4. INFORMATION OVERLOAD. This is a particular problem to jellybeans who may not be able to listen for very long. Did you know, some jellybeans actually can't listen and look at the same time? They have to do one or the other, but may not be able to do both simultaneously. So, if you're giving too many instructions too fast and these instructions are complicated and involve shifting between listening and looking, and if there's an emotional edge to what you're saying, too, that puts your jellybean's brain into free fall. It's like a computer crash.
The best way to cope is to deal with them, and trust me they need dealing with. TSUNAMIS are DANGEROUS. It's as though we lose control and although we may be sort of aware of what we're doing we just can't stop. As a parent you really do need to alert everyone to Tsunami-spotting and try to stop it before it runs its full course. It comes on in waves, sometimes out of nowhere, and CAN be halted in the first wave, which lasts about 20 to 30 seconds, but after that it's as if we're drowning under successive storming and crashing waves of panic, fury, frustration. Our brains go down under it all. It's a very scary experience, for us, as well as anyone who may be around, and WE NEED HELP PLEASE!
WHAT YOU CAN DO TO HELP - WITHIN THE FIRST 20 SECONDS
1. Speak to us and tell us firmly and in a single word that we are getting out of control.
2. DON'T TOUCH US!!!!!! Touch puts us into even more overload.
3. Don't give us a lecture - we can't HEAR.
4. Leave us alone, let US have the last word.
5. LET US RUN, if necessary, out of the door, upstairs to the bedroom or to lock ourselves in the bathroom.
6. When we emerge SAY NOTHING about it, ignore us when we reappear, we are probably a bit sulky still so let us be.
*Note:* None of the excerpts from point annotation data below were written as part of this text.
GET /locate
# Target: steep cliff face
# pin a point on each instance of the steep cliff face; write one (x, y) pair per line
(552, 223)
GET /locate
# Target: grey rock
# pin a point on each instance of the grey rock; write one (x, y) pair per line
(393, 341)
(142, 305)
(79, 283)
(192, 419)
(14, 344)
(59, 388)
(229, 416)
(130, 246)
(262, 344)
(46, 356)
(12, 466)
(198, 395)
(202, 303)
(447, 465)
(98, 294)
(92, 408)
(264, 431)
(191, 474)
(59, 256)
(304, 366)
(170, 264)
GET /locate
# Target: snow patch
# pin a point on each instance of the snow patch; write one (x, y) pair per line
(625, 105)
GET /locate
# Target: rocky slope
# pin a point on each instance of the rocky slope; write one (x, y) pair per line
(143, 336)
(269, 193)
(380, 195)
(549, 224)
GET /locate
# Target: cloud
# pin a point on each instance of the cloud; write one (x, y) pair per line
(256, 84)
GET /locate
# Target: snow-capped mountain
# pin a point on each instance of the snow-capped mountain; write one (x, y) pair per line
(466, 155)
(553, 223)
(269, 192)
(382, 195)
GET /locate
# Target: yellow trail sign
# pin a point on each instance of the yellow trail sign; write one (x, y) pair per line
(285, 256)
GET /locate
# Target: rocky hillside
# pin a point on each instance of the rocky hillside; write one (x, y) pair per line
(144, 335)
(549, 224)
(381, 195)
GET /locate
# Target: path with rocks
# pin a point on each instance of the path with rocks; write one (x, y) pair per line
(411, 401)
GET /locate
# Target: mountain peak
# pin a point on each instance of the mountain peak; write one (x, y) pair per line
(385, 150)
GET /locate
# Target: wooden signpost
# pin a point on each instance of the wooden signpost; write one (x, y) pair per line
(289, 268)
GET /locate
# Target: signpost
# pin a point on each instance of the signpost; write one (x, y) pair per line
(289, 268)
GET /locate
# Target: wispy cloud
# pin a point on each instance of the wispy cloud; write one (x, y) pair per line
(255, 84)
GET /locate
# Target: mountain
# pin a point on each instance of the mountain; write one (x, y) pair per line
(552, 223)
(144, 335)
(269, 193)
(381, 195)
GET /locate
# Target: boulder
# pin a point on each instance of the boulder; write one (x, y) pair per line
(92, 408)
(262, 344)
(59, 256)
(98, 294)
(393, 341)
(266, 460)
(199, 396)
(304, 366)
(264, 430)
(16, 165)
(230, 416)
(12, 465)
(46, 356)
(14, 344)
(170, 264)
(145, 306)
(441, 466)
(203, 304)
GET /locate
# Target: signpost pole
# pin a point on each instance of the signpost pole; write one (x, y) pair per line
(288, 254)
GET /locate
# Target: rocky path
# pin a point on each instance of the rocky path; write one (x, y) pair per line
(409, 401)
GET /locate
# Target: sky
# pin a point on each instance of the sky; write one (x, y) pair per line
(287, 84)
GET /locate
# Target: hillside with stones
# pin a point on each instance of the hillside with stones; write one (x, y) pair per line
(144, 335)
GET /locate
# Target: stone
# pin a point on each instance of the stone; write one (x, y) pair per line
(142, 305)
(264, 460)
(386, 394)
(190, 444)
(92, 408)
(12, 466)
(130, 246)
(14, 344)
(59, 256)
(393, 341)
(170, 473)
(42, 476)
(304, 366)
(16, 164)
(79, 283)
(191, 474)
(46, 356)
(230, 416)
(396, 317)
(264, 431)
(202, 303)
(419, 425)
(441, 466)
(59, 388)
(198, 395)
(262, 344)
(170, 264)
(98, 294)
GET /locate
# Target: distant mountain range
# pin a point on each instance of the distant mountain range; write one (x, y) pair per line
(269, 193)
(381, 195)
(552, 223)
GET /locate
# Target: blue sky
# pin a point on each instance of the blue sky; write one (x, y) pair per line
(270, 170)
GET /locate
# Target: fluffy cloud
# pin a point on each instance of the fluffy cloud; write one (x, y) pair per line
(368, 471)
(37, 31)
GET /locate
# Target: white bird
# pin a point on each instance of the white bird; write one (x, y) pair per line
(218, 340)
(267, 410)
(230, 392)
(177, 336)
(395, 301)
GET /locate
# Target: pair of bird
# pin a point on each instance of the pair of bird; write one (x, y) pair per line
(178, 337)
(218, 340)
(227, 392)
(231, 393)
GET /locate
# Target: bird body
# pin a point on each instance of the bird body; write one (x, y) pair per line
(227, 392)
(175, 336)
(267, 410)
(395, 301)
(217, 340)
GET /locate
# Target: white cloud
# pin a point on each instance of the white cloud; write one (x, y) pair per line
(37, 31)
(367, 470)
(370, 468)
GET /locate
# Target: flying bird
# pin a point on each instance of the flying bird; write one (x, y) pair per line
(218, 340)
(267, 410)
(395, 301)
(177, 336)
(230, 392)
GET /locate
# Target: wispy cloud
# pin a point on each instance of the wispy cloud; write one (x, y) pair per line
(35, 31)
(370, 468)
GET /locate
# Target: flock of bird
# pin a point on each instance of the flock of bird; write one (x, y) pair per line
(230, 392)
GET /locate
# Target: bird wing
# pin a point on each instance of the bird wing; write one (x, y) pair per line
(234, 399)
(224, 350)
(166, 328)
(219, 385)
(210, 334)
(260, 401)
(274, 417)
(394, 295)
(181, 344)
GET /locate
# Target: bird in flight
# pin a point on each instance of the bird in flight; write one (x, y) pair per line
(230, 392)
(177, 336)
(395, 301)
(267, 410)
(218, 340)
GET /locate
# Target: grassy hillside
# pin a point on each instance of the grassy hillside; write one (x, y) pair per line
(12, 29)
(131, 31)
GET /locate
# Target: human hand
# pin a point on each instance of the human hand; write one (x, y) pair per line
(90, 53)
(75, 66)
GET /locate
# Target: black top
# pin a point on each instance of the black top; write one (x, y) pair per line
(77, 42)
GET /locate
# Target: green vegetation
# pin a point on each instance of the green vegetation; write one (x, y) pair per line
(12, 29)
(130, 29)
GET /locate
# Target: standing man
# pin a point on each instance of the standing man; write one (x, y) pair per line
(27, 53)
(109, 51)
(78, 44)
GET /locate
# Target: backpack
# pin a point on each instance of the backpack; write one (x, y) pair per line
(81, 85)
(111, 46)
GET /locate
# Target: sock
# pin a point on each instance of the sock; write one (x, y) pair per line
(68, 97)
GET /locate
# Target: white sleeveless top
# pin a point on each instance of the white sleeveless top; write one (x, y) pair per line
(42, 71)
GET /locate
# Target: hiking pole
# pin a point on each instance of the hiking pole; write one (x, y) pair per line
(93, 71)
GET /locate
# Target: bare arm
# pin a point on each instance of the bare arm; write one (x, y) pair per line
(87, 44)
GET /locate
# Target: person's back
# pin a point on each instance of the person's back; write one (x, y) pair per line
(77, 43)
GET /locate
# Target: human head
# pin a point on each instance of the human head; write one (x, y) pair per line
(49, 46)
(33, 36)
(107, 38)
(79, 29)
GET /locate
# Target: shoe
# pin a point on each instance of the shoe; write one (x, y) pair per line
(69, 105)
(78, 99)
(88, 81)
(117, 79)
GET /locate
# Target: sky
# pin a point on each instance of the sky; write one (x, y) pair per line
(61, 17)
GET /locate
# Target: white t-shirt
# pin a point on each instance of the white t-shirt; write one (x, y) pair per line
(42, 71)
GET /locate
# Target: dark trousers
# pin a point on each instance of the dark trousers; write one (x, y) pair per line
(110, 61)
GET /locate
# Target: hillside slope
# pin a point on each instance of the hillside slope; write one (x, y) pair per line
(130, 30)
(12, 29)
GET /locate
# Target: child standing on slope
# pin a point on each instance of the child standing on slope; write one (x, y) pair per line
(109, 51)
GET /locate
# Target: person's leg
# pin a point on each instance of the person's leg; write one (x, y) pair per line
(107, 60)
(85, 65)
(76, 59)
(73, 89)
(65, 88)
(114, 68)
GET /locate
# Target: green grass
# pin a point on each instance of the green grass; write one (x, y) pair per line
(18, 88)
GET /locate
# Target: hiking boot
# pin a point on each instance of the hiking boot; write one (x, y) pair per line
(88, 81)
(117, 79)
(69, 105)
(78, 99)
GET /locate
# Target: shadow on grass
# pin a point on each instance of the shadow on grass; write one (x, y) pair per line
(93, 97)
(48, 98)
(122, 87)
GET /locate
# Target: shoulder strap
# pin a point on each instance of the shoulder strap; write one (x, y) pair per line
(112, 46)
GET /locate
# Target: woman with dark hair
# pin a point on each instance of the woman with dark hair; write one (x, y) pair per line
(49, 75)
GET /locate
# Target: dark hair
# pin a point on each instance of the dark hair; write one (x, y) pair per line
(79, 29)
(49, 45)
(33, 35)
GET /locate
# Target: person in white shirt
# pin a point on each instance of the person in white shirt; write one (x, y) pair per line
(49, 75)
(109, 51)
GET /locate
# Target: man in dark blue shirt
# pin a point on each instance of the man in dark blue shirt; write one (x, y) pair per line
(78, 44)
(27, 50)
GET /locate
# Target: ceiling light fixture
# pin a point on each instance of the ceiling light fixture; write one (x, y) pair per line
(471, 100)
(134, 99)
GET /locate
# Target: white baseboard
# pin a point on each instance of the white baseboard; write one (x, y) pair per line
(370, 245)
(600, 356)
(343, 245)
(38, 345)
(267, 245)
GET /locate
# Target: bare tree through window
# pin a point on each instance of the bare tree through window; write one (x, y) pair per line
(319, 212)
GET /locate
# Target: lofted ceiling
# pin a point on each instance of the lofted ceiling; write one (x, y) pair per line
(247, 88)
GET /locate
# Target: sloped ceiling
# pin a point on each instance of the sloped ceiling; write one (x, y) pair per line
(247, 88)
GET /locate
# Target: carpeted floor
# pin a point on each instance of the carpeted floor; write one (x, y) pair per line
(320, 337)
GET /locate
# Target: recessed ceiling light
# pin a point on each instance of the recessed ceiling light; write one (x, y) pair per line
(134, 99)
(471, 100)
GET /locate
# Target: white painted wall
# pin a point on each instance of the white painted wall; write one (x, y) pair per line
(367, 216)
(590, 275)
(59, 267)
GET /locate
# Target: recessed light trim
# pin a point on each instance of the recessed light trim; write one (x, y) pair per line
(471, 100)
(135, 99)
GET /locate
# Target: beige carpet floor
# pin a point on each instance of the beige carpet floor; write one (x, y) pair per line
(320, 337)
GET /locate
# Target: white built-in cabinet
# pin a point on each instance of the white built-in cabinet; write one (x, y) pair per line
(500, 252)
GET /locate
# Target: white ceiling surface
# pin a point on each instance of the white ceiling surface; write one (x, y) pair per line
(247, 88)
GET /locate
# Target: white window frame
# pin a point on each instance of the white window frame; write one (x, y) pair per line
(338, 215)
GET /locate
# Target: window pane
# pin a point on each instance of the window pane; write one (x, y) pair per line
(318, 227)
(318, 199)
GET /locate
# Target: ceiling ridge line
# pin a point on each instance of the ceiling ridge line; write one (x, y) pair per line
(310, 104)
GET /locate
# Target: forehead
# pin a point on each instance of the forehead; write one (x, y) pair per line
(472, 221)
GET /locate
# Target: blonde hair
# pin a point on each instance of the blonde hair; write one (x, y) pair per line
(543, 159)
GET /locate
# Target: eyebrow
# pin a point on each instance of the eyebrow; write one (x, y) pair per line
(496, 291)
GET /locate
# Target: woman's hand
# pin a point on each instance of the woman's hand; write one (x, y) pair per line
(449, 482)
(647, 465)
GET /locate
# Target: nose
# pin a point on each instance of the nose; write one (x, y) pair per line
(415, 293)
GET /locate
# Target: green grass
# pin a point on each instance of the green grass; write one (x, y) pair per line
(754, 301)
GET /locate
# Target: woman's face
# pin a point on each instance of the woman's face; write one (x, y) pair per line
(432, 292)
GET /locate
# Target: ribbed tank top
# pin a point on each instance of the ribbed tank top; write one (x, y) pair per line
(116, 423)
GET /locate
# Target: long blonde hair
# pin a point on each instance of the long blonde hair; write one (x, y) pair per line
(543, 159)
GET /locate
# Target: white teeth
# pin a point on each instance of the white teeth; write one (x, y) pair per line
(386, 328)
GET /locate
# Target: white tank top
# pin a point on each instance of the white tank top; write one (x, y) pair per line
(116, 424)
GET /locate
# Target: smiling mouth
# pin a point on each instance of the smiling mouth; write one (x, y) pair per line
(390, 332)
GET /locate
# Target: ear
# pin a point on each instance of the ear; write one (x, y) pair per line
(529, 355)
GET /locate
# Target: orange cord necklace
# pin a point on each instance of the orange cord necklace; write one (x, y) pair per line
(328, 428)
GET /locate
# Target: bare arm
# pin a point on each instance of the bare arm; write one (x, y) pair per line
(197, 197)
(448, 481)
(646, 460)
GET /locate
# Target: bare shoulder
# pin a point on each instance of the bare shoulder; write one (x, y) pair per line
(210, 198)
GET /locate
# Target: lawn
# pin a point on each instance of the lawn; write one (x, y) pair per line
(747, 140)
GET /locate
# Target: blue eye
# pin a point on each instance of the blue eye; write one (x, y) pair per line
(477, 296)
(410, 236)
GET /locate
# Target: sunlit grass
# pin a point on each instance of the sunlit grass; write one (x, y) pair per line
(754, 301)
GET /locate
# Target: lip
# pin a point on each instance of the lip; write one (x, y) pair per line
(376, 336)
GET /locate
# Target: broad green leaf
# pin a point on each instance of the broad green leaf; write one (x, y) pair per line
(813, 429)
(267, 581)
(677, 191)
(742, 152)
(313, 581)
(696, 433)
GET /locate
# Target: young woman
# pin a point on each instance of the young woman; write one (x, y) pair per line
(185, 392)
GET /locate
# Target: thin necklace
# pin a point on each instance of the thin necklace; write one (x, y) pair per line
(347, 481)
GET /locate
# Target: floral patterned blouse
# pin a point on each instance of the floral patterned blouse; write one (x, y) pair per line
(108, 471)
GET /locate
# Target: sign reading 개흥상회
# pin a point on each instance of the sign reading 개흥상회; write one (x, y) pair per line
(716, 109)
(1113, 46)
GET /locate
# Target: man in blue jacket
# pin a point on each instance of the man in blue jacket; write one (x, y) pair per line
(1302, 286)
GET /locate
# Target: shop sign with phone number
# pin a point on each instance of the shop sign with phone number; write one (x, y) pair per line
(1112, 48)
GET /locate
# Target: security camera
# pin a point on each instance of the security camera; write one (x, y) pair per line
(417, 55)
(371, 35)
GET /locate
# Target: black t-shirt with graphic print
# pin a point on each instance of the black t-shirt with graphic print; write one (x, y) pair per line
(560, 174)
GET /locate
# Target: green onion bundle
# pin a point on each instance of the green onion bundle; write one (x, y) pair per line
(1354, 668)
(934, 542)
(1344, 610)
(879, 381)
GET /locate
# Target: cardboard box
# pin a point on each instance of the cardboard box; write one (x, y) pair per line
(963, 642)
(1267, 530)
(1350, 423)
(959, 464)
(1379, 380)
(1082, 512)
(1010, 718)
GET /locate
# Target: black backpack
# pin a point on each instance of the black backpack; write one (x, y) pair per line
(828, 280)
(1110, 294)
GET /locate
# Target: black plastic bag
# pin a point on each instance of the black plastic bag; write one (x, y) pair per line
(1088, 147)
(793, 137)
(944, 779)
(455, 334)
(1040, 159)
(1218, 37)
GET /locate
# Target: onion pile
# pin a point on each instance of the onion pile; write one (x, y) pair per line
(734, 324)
We will communicate with YOU when we are ready.
WHAT CAN THE TEACHER IN THE CLASSROOM DO?
1 Don't Panic. Speak clearly and firmly - just one word is best.
2 Distract the jellybean with something that they are good at. SUBTLY
3 Remove the jellybean from the classroom with one adult to a quieter more private area.
4 Allow the child to STIM and don't crowd them, just be kind and keep them SAFE.
5 Allow the child to let off steam physically, allow them to RUN and run and run, the playground being preferable to the school car park.
6 Reassure and stay in the background. The child will wind down.
7 Don't threaten with anyone or anything.
Finally on Tsunamis, DON'T TOUCH. Unless you are invited to, try and avoid the temptation of hugging a distressed jellybean, even when you think its safe, it MAY NOT BE!